A team at an American University has been able to take over control of the Torpig botnet.

 

The team at the University of California Santa Barbara took over the Torpig botnet by sneakily claiming the domain name that was the next in line to be the command-and-control server.

 

Writing on his personal blog Dr Boaz Gelbord, executive director of information security at Wireless Generation, claimed that the Torpig botnet uses an increasingly popular technique where client machines try dialling into a set of pre-determined domain names and accept the first server to respond as the botmaster.

 

As the UCSB researchers took over the Torpig botnet, they found that the botmasters behind Torpig had not claimed all the domain names that their victims were meant to dial into, either to save money or because they did not see this coming.

 

This meant that the UCSB team found itself in control of a botnet with hundreds of thousands of hosts. This allowed it to reveal that the problem of botnets is not as bad as previously thought, as previous studies have counted IP addresses rather than actual hosts when estimating the size of a botnet.

 

In the botnet the UCSB team analysed, they counted 182,900 hosts versus 1,247,642 IP addresses, with evidence suggesting that IP addresses generally over count actual machines.

The authors claimed that the ‘victims of botnets are users with poorly maintained machines that choose easily guessable passwords to protect access to sensitive sites'. They also claimed that this was evidence that the malware problem is fundamentally a cultural problem.

 

The report said: “Even though people are educated and understand well concepts such as the physical security and the necessary maintenance of a car, they do not understand the consequences of irresponsible behaviour when using a computer.

 

“Therefore, in addition to novel tools and techniques to combat botnets and other forms of malware, it is necessary to better educate the internet citizens so that the number of potential victims is reduced.”

 

It also concluded that interaction with registrars, hosting facilities, victim institutions and law enforcement is ‘a rather complicated process'.

 

The report said: “In some cases, simply identifying the point of contact for one of the registrars involved required several days of frustrating attempts.

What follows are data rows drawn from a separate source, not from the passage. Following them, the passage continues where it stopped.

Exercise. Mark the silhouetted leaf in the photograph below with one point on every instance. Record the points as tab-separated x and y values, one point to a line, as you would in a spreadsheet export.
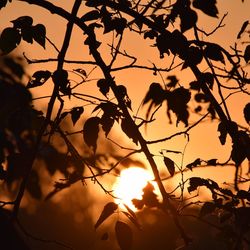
22	22
247	53
107	211
243	27
208	78
177	102
103	86
151	34
9	39
223	132
188	19
76	114
246	112
39	34
90	132
149	198
170	165
207	208
129	131
163	43
242	194
194	183
132	219
201	98
124	235
172	81
194	56
105	236
39	78
194	164
3	3
90	16
212	162
213	52
207	6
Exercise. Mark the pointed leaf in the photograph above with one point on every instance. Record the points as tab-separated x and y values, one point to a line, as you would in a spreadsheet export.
39	78
243	28
124	235
170	165
90	132
247	54
76	114
9	40
246	112
39	34
207	6
89	16
22	22
213	52
107	211
207	208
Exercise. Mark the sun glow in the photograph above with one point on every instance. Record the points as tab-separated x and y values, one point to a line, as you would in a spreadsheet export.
130	185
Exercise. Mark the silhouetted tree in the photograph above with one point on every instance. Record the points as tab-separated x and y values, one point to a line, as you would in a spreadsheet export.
28	134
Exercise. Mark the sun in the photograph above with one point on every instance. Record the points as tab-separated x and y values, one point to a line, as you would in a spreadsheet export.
130	185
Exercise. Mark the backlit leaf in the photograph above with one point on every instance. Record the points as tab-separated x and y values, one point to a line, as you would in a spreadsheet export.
243	28
207	6
39	78
247	54
124	235
39	34
107	211
207	208
9	40
89	16
246	112
22	22
76	114
213	52
170	165
90	132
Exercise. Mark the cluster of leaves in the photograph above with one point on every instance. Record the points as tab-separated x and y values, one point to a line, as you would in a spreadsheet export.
22	29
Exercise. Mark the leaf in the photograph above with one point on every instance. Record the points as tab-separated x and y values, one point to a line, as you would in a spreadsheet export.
188	19
213	52
124	235
207	6
107	211
243	27
247	53
3	3
105	236
90	16
194	164
223	133
90	132
39	34
103	86
170	165
39	78
129	131
22	22
212	162
207	78
194	183
207	208
9	40
76	114
246	112
132	219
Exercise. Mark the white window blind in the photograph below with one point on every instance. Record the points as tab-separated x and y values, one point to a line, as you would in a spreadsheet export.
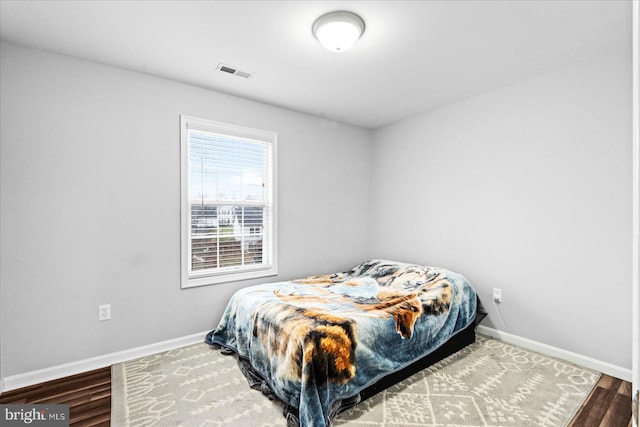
228	202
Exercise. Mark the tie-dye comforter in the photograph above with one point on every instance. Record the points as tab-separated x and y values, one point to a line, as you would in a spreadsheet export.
317	342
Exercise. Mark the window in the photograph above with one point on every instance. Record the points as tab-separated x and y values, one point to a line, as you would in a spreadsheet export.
228	202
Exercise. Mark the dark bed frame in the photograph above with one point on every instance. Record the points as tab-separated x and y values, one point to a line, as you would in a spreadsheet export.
456	343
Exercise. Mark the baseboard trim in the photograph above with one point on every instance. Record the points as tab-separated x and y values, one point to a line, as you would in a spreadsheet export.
547	350
55	372
35	377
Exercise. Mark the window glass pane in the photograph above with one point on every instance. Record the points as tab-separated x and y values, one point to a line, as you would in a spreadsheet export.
229	197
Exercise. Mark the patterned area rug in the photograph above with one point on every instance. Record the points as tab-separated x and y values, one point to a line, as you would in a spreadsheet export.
489	383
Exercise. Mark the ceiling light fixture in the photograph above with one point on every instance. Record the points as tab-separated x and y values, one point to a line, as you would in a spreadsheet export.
338	31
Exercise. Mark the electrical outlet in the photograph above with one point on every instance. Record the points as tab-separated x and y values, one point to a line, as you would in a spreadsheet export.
497	295
104	312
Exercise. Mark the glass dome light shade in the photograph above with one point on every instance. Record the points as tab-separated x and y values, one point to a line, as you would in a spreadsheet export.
338	31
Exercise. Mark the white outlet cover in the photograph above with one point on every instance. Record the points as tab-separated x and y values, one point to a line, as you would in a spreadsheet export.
104	312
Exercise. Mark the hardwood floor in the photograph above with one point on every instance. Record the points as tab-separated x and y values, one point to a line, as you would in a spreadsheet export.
608	405
89	398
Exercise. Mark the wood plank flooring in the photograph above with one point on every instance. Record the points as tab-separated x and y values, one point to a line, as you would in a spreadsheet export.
89	398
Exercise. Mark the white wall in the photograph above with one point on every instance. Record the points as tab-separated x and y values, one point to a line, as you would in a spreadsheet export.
90	206
526	188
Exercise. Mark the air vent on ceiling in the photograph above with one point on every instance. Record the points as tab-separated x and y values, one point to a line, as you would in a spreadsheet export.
233	70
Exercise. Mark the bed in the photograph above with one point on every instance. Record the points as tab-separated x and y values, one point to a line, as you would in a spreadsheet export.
324	343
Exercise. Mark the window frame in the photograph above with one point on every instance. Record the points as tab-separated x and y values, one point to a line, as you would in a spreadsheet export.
190	279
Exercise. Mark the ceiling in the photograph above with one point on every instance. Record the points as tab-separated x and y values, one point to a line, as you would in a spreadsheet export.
413	56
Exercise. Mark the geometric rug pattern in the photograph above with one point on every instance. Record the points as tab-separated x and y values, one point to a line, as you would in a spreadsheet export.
489	383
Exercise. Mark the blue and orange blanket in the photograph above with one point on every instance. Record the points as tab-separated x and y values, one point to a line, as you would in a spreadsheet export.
317	342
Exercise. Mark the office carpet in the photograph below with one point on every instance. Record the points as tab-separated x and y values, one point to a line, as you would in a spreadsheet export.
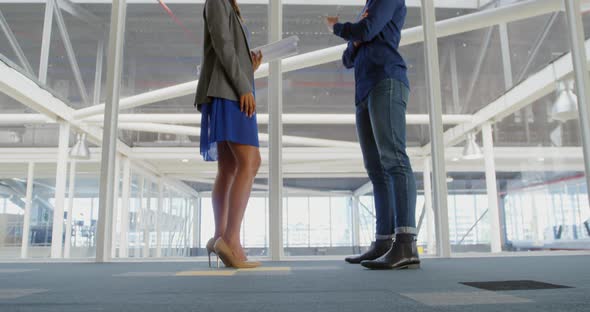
440	285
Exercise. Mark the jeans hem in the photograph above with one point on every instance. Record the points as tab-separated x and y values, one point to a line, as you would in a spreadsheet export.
380	236
406	230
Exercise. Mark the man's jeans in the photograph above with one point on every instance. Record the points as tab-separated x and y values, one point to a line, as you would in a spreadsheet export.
381	127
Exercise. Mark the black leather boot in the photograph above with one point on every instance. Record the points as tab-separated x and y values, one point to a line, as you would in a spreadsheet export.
402	255
377	249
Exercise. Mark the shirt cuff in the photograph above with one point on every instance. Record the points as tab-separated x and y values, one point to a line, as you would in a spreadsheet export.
338	27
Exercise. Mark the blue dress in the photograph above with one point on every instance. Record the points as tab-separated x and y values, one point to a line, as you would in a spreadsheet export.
222	121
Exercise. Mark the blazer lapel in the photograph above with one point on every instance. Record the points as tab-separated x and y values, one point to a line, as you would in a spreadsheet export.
244	34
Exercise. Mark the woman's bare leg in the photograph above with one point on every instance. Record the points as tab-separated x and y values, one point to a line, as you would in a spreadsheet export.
226	172
248	162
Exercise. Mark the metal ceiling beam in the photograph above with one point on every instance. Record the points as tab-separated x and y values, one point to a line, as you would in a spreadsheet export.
443	4
292	119
448	27
483	52
82	14
521	95
364	189
14	44
537	46
65	36
195	131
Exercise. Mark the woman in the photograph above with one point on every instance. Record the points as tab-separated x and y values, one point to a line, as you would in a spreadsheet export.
229	131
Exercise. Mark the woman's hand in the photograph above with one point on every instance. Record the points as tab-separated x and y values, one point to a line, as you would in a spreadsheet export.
256	59
331	21
248	104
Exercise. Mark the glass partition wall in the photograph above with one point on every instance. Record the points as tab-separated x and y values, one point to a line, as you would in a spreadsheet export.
515	169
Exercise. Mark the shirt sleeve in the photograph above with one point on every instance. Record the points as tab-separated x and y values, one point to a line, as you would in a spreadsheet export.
218	15
349	55
380	12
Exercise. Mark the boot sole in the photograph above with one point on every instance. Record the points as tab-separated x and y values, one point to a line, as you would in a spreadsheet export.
413	266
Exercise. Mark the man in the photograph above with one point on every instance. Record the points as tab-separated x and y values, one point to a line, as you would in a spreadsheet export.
382	90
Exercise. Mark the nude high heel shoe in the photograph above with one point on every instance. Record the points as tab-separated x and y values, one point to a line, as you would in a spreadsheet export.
211	250
229	259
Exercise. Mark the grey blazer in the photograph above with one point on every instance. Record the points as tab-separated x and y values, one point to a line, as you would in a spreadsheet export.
226	68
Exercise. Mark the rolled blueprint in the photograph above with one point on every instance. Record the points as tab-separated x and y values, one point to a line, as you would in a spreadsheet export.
280	49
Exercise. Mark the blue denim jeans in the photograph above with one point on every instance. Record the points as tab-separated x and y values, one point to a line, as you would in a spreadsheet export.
381	127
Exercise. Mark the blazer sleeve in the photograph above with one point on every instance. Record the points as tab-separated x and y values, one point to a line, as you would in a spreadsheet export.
380	13
218	16
349	55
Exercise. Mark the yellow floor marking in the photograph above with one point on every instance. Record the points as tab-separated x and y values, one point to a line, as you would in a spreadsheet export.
267	269
207	273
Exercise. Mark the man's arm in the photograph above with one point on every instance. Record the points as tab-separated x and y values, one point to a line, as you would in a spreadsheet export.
379	13
349	55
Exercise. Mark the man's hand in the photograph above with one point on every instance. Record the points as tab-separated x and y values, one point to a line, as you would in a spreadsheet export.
331	21
256	59
248	104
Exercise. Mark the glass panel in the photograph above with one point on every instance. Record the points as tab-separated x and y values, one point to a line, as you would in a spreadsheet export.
13	185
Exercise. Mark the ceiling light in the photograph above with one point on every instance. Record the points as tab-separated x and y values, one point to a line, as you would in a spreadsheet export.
471	150
566	105
80	149
15	137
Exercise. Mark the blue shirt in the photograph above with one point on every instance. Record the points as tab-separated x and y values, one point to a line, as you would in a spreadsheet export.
377	58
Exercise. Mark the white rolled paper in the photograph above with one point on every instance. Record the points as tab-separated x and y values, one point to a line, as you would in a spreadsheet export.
280	49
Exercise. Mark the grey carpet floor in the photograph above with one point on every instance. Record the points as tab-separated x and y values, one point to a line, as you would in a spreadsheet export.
295	286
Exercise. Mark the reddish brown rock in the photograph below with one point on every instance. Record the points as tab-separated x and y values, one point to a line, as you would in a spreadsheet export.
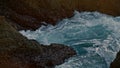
30	13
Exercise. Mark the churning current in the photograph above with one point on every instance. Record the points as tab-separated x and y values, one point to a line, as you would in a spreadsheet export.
94	36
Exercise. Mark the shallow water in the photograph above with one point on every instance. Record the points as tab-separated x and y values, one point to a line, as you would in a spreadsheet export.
94	36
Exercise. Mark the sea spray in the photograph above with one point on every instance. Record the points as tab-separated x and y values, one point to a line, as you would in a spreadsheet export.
94	36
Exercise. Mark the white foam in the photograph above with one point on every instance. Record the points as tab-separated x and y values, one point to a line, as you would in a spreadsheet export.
103	31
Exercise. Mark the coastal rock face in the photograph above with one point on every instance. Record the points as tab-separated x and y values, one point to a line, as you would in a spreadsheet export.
16	51
30	14
116	62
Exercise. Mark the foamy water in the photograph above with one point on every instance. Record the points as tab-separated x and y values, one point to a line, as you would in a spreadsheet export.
94	36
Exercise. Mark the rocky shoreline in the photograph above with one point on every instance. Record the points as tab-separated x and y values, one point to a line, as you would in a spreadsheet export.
30	14
16	51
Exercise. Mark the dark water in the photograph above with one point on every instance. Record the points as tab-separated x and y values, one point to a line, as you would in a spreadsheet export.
94	36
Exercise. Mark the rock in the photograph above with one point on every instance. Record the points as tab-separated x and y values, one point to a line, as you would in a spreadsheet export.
116	62
16	51
30	13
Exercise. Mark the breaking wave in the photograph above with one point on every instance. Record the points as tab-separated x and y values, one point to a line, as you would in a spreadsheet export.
94	36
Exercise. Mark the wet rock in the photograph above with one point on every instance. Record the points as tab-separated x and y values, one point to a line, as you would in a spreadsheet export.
16	51
116	62
30	13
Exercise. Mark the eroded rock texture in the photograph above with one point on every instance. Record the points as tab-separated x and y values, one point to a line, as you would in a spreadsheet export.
30	13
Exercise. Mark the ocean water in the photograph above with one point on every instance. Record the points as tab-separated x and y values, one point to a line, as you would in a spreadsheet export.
94	36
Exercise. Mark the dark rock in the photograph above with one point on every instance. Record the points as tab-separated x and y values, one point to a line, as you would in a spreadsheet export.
16	51
116	62
30	13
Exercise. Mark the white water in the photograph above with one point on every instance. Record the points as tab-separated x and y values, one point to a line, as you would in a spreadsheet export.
94	36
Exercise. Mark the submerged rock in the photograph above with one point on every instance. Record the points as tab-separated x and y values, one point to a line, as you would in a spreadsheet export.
116	62
30	13
16	51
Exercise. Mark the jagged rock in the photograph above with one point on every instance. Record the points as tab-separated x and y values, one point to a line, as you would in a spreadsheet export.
16	51
116	62
30	13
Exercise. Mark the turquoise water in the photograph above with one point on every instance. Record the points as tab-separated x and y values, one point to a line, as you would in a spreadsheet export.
94	36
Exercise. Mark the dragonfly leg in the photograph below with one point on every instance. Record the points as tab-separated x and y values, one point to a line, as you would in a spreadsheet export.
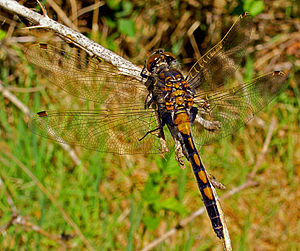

We are sure that we have not been the first to experience this type of confusion and lack of coordination among the many pieces of the botnet puzzle.

 

“However, in this case we believe that simple rules of behaviour imposed by the US government would go a long way toward preventing (or sanctioning) obviously-malicious behaviour. Even though botnets are a global problem, the United States could effectively enforce rules of behaviour that might make it harder for the botmaster to use the nation's cyber infrastructure with impunity.”

 

Gelbord said: “Regulatory measures will not completely address the botnet issue, but would potentially significantly change the risk/time-invested/reward ratio. Botnets take a high degree of technical expertise to set-up and are of only limited value. A tighter regulatory regime could significantly reduce the incentive for botmasters.”